North Korea Security Camps
Former guard An Myong-chol describes the conditions in the camp as harsh and life-threatening. He recalls the shock he felt upon his first arrival at the camp, where he likened the prisoners to walking skeletons, dwarfs, and cripples in rags. An estimates that about 30% of the prisoners have deformities, such as torn off ears, smashed eyes, crooked noses, and faces covered with cuts and scars resulting from beatings and other mistreatment. Around 2,000 prisoners, he says, have missing limbs, but even prisoners who need crutches to walk must still work. Prisoners get 180 g (6.3 oz) of corn per meal (two times a day), with almost no vegetables and no meat. The only meat in their diets is from rats, snakes or frogs that they catch. Ahn estimates that 1,500–2,000 people die of malnutrition there every year, mostly children. Despite these deaths, the inmate population remains constant, suggesting that around 1,500–2,000 new inmates arrive each year. Children get only very basic education. From six years on they get work assigned, such as picking vegetables, peeling corn or drying rice, but they receive very little food, only 180 g (6.3 oz) in total per day. Therefore, many children die before the age of ten years. Elderly prisoners have the same work requirements as other adults. Seriously ill prisoners are quarantined, abandoned, and left to die.
Single prisoners live in bunkhouses with 100 people in one room. As a reward for good work, families are often allowed to live together in a single room of a small house without running water. But the houses are in poor condition; the walls are made from mud and have a lot of cracks. All prisoners have to use dirty and crowded communal toilets.

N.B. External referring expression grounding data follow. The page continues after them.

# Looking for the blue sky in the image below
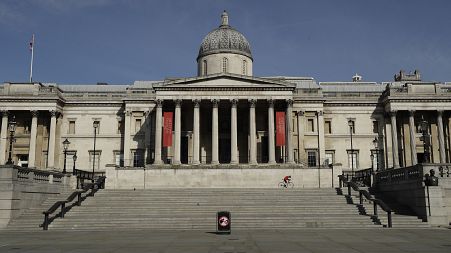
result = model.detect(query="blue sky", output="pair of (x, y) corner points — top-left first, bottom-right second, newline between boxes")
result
(1, 0), (450, 84)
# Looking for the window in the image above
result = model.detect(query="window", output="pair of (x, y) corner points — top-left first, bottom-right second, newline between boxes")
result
(347, 150), (358, 170)
(135, 119), (142, 133)
(117, 120), (123, 134)
(324, 120), (332, 134)
(325, 151), (335, 166)
(372, 121), (379, 134)
(222, 57), (228, 73)
(132, 149), (145, 167)
(89, 150), (101, 171)
(307, 118), (315, 132)
(307, 150), (317, 167)
(203, 60), (207, 76)
(68, 120), (75, 134)
(242, 60), (247, 75)
(113, 150), (124, 167)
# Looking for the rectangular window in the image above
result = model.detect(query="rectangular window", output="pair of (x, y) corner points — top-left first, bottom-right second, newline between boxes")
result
(307, 150), (317, 167)
(68, 120), (75, 134)
(325, 151), (334, 166)
(117, 120), (123, 134)
(113, 150), (124, 166)
(135, 119), (142, 133)
(132, 149), (145, 167)
(372, 121), (379, 134)
(325, 120), (332, 134)
(307, 118), (315, 132)
(347, 150), (358, 170)
(89, 150), (101, 171)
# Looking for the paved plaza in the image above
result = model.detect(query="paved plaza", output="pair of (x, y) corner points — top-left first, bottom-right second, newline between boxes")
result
(1, 228), (451, 253)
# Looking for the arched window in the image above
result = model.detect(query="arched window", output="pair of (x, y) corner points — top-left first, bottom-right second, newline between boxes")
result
(203, 60), (207, 76)
(242, 60), (247, 75)
(222, 57), (228, 73)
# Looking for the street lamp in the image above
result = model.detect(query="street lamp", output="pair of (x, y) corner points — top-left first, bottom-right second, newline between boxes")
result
(6, 115), (16, 165)
(372, 137), (379, 171)
(92, 121), (100, 183)
(62, 138), (70, 173)
(419, 118), (430, 163)
(348, 119), (355, 178)
(72, 153), (77, 176)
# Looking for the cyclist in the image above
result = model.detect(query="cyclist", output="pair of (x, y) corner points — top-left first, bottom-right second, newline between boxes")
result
(283, 175), (291, 187)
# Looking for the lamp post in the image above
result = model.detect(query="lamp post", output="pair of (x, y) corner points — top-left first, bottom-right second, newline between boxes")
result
(348, 119), (354, 178)
(6, 115), (16, 165)
(92, 121), (100, 183)
(372, 137), (379, 171)
(72, 153), (77, 175)
(419, 118), (430, 163)
(62, 138), (70, 173)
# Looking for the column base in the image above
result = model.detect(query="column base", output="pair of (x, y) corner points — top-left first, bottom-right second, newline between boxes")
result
(211, 161), (220, 165)
(191, 161), (200, 165)
(172, 161), (181, 165)
(153, 160), (163, 165)
(249, 161), (258, 165)
(230, 160), (238, 165)
(267, 161), (276, 165)
(286, 161), (296, 165)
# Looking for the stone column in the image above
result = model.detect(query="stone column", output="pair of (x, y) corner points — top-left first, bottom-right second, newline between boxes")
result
(408, 110), (418, 165)
(267, 99), (276, 164)
(173, 99), (182, 165)
(286, 100), (294, 164)
(0, 111), (8, 165)
(144, 110), (151, 164)
(47, 110), (57, 169)
(317, 110), (326, 166)
(249, 99), (257, 165)
(123, 110), (131, 166)
(154, 100), (163, 165)
(437, 110), (446, 163)
(297, 111), (305, 164)
(211, 99), (219, 164)
(28, 111), (39, 168)
(192, 99), (200, 165)
(390, 111), (400, 168)
(230, 99), (238, 164)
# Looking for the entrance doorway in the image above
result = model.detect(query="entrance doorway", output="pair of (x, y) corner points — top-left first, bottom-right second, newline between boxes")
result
(219, 137), (231, 163)
(181, 136), (189, 164)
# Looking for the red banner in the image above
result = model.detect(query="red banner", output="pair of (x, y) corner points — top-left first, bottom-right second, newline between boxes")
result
(163, 112), (173, 147)
(276, 112), (286, 146)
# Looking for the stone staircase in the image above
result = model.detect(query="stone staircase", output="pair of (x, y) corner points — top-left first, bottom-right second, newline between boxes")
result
(7, 188), (382, 231)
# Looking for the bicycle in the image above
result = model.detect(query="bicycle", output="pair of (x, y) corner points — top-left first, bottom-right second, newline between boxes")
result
(278, 180), (294, 188)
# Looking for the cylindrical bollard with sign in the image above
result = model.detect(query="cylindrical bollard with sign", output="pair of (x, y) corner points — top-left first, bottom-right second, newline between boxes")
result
(217, 211), (231, 234)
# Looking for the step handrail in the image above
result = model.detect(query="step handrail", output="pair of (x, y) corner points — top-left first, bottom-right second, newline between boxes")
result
(41, 176), (106, 230)
(338, 174), (393, 228)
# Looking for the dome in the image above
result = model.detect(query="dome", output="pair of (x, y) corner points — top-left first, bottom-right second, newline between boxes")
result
(197, 11), (252, 61)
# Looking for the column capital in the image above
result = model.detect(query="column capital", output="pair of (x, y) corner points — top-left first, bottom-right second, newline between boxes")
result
(156, 99), (163, 108)
(408, 110), (415, 117)
(248, 99), (256, 107)
(49, 110), (58, 117)
(193, 99), (201, 107)
(286, 99), (293, 106)
(174, 99), (182, 106)
(267, 99), (274, 106)
(297, 111), (305, 116)
(124, 110), (132, 116)
(230, 99), (238, 106)
(1, 110), (8, 117)
(30, 110), (39, 118)
(211, 99), (219, 107)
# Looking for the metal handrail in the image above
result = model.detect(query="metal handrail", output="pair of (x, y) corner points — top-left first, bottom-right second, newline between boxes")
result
(338, 174), (393, 228)
(41, 176), (106, 230)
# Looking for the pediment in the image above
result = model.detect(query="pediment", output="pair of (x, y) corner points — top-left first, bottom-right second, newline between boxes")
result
(154, 73), (295, 90)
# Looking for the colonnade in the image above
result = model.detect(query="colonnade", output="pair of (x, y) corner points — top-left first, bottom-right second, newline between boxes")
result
(0, 110), (58, 168)
(147, 99), (295, 165)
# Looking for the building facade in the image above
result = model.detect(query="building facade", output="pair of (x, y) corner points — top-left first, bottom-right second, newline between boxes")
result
(1, 12), (451, 180)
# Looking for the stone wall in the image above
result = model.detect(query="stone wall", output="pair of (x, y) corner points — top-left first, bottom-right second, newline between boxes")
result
(105, 164), (342, 189)
(0, 165), (73, 228)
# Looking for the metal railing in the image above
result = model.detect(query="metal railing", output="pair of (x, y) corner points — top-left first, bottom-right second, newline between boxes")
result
(338, 174), (393, 228)
(41, 176), (106, 230)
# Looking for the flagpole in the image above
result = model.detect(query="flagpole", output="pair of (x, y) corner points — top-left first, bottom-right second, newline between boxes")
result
(29, 34), (34, 83)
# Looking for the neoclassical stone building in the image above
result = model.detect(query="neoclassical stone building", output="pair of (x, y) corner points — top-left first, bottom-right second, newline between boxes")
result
(1, 12), (450, 187)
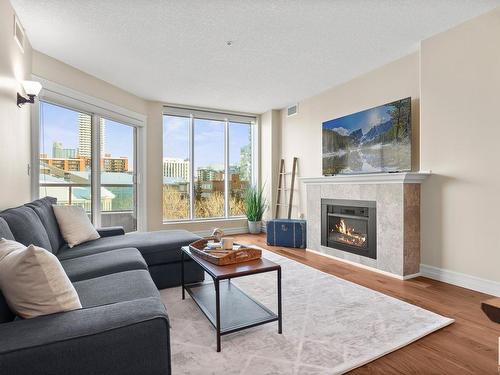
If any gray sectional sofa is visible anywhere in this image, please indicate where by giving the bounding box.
[0,197,204,375]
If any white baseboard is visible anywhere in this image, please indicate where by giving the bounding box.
[192,226,249,237]
[306,249,419,280]
[420,264,500,297]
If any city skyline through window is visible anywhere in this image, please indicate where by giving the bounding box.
[163,113,254,221]
[38,101,137,232]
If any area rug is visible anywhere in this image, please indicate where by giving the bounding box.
[160,249,453,374]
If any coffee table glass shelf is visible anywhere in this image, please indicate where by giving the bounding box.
[181,246,282,352]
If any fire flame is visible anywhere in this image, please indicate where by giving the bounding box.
[333,219,366,247]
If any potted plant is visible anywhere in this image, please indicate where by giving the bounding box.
[244,185,267,234]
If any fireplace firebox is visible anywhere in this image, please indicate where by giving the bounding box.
[321,199,376,259]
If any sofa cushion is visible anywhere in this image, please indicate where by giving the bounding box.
[57,230,201,266]
[0,206,52,252]
[25,197,65,253]
[61,248,148,282]
[73,270,160,308]
[0,218,14,241]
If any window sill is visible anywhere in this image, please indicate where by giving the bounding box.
[162,216,247,225]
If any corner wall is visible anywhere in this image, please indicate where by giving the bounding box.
[0,0,32,209]
[420,8,500,285]
[260,109,281,221]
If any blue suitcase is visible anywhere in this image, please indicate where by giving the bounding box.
[266,219,307,248]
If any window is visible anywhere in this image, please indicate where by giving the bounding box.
[163,116,190,220]
[99,118,137,231]
[39,102,93,213]
[229,122,252,216]
[38,101,139,232]
[163,108,256,222]
[193,118,225,218]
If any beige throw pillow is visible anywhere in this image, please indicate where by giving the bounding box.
[53,205,100,248]
[0,239,82,319]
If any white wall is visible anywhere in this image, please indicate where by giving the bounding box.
[0,0,32,209]
[260,109,281,221]
[32,51,147,115]
[420,8,500,284]
[279,53,420,219]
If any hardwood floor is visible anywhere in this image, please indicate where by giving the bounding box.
[233,233,500,374]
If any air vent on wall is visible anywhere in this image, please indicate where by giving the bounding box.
[14,16,25,53]
[287,104,298,117]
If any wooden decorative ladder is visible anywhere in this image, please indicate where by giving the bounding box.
[275,157,298,219]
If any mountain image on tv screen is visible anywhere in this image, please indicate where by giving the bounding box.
[322,97,411,175]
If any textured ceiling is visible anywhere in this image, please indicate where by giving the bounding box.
[11,0,500,113]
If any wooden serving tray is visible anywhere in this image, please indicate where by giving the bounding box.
[188,237,262,266]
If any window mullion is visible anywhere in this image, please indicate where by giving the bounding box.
[189,115,194,220]
[91,114,101,227]
[224,120,229,218]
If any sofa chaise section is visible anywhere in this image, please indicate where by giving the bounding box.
[57,229,204,288]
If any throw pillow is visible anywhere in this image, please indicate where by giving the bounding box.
[0,239,82,319]
[52,205,100,248]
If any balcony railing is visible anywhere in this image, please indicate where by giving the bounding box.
[39,183,136,232]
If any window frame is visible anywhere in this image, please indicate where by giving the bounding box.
[163,106,259,223]
[31,77,147,231]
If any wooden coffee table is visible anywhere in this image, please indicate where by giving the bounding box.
[181,246,282,352]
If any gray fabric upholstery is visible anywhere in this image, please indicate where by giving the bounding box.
[149,261,205,289]
[73,270,160,308]
[0,297,170,375]
[0,218,16,323]
[0,206,52,251]
[61,248,147,282]
[25,197,65,253]
[0,293,15,324]
[0,217,14,240]
[96,226,125,237]
[57,230,201,265]
[0,198,179,374]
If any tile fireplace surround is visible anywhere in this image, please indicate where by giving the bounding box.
[301,172,430,279]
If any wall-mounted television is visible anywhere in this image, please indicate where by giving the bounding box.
[322,97,411,175]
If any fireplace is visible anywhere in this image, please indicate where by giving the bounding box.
[321,199,377,259]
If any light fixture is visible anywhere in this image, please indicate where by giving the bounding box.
[17,80,42,107]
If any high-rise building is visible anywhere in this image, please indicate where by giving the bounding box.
[239,144,252,181]
[78,114,105,157]
[163,158,189,181]
[52,141,76,159]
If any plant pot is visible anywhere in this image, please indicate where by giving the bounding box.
[247,220,262,234]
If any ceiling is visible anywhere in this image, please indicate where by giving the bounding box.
[11,0,500,114]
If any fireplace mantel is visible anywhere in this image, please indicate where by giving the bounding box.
[304,172,426,279]
[300,171,431,185]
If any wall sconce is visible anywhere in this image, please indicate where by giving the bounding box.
[17,80,42,107]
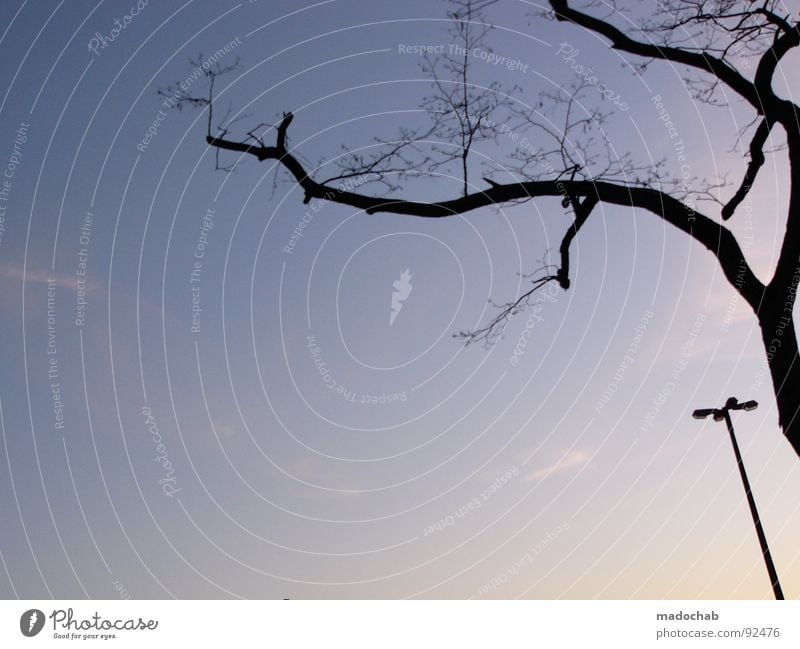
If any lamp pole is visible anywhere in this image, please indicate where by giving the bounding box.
[692,397,784,600]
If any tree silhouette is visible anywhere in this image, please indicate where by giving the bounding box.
[177,1,800,458]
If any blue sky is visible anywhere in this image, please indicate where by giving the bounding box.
[0,0,799,599]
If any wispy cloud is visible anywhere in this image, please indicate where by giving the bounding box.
[0,264,171,326]
[526,449,591,481]
[0,264,100,293]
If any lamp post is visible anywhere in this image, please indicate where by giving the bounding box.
[692,397,784,600]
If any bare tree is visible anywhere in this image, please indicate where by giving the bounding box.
[178,1,800,458]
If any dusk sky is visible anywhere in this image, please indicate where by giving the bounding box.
[1,0,799,600]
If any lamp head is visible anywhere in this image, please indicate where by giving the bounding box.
[692,409,714,420]
[742,400,758,411]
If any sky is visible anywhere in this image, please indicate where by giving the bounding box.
[0,0,799,600]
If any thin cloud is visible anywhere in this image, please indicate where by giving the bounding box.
[0,264,100,294]
[526,449,591,481]
[0,264,171,326]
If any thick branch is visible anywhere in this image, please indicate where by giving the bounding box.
[206,117,765,310]
[557,194,599,288]
[754,18,800,103]
[276,111,293,149]
[770,128,800,294]
[722,118,772,220]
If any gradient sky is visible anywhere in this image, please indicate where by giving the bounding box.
[0,0,799,600]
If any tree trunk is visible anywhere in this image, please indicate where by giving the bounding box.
[760,309,800,457]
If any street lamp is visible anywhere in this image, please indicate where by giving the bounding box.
[692,397,784,600]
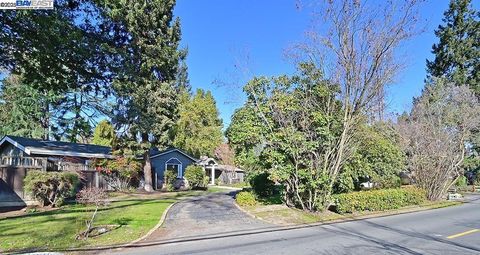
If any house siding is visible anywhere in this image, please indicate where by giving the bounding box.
[151,150,196,188]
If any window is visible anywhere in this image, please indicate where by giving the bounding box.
[165,158,183,178]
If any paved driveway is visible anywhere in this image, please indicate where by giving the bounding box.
[140,191,271,242]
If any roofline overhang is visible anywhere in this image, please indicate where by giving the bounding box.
[0,136,114,159]
[150,148,199,162]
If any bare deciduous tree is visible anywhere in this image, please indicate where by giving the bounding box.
[76,187,109,240]
[398,81,480,200]
[283,0,421,208]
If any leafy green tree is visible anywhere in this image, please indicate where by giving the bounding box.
[0,75,59,138]
[173,89,223,158]
[426,0,480,94]
[240,63,344,211]
[109,0,185,192]
[335,124,406,193]
[92,120,116,147]
[226,105,265,171]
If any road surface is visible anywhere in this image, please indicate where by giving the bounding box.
[109,194,480,255]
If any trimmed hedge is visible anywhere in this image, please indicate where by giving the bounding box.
[236,191,257,206]
[334,187,426,214]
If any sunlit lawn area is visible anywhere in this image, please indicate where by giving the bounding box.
[0,198,174,253]
[0,187,234,253]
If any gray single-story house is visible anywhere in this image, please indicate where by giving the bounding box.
[149,148,244,189]
[0,135,113,207]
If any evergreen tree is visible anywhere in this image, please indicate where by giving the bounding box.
[0,75,59,138]
[0,1,118,141]
[173,89,223,158]
[109,0,185,192]
[92,120,116,147]
[426,0,480,94]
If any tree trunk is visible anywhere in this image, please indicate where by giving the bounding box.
[143,151,153,192]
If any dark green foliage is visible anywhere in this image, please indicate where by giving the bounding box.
[249,171,276,198]
[184,165,207,189]
[336,124,406,193]
[334,187,427,214]
[426,0,480,94]
[173,89,223,158]
[108,0,186,191]
[0,1,118,141]
[235,191,257,207]
[0,75,54,138]
[234,63,343,211]
[226,105,265,171]
[24,170,79,207]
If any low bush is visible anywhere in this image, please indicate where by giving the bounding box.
[236,191,257,206]
[333,187,426,214]
[184,165,207,189]
[24,170,79,207]
[455,175,468,187]
[164,169,178,186]
[249,171,276,198]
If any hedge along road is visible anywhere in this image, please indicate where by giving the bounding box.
[109,194,480,255]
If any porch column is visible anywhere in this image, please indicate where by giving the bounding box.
[210,165,215,185]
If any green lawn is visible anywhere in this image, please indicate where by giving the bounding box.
[0,198,175,253]
[0,186,235,253]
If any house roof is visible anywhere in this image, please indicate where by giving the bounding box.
[150,147,199,162]
[0,135,113,159]
[197,156,218,166]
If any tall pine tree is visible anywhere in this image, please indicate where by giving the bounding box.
[109,0,185,191]
[426,0,480,94]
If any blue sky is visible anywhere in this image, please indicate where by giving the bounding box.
[174,0,478,127]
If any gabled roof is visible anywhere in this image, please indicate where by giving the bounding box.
[0,135,113,159]
[150,147,199,162]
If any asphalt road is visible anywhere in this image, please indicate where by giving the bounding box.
[110,194,480,255]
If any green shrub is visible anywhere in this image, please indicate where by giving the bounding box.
[334,187,426,214]
[164,169,177,185]
[184,165,206,189]
[456,175,468,187]
[24,170,79,207]
[166,183,175,192]
[236,191,257,206]
[249,171,276,198]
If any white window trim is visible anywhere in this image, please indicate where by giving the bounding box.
[165,157,183,178]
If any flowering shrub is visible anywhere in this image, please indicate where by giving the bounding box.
[95,157,142,191]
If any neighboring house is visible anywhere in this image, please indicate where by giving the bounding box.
[149,148,244,189]
[0,135,113,207]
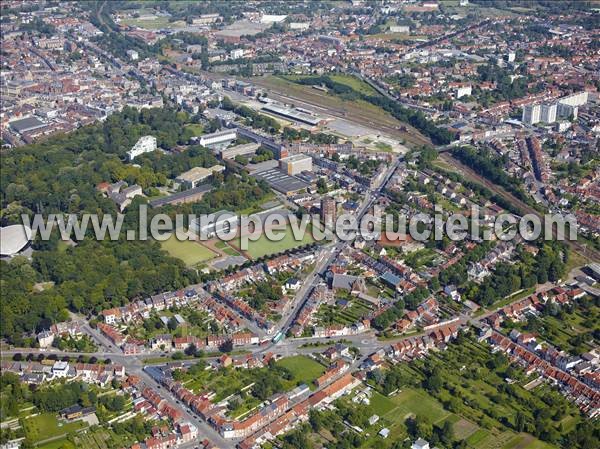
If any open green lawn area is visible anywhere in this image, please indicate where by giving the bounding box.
[502,433,558,449]
[390,388,450,423]
[160,235,216,266]
[364,388,449,425]
[214,240,240,256]
[276,355,326,389]
[375,141,393,152]
[184,123,204,137]
[236,224,315,259]
[22,413,87,443]
[327,74,378,96]
[403,247,438,270]
[120,17,185,30]
[38,439,76,449]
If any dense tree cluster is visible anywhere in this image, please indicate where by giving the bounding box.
[281,127,339,144]
[464,242,566,306]
[452,146,534,206]
[0,106,258,343]
[371,287,430,331]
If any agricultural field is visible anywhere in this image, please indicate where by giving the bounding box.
[214,240,241,257]
[159,235,217,267]
[22,413,87,444]
[315,297,374,327]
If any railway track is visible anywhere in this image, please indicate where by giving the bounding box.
[440,153,599,262]
[248,77,431,146]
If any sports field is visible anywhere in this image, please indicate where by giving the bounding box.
[160,235,216,266]
[235,224,315,259]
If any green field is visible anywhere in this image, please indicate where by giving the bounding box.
[215,240,240,256]
[120,16,185,30]
[185,123,204,137]
[22,413,87,444]
[38,439,76,449]
[328,74,378,96]
[276,355,326,388]
[160,235,216,266]
[236,223,315,259]
[316,297,374,326]
[375,141,393,152]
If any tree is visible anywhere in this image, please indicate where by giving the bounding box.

Prisoners have to do hard physical labour in agriculture, mining and factories from 5:00 am to 8:00 pm (7:00 pm in winter), followed by ideological re-education and self-criticism sessions. New Year’s Day is the only holiday for prisoners. The mines are not equipped with safety measures and, according to Ahn, prisoners were killed almost every day. They have to use primitive tools, such as shovels and picks, and are forced to work to exhaustion. When there was a fire or a tunnel collapsed, prisoners were abandoned inside and left to die. Kwon Hyuk reported that corpses are simply loaded into cargo coaches together with the coal to be burnt in a melting furnace. The coal is supplied to Chongjin Power Plant, Chongjin Steel Mill and Kimchaek Steel Mill, while the food is supplied to the State Security Agency or sold in Pyongyang and other parts of the country.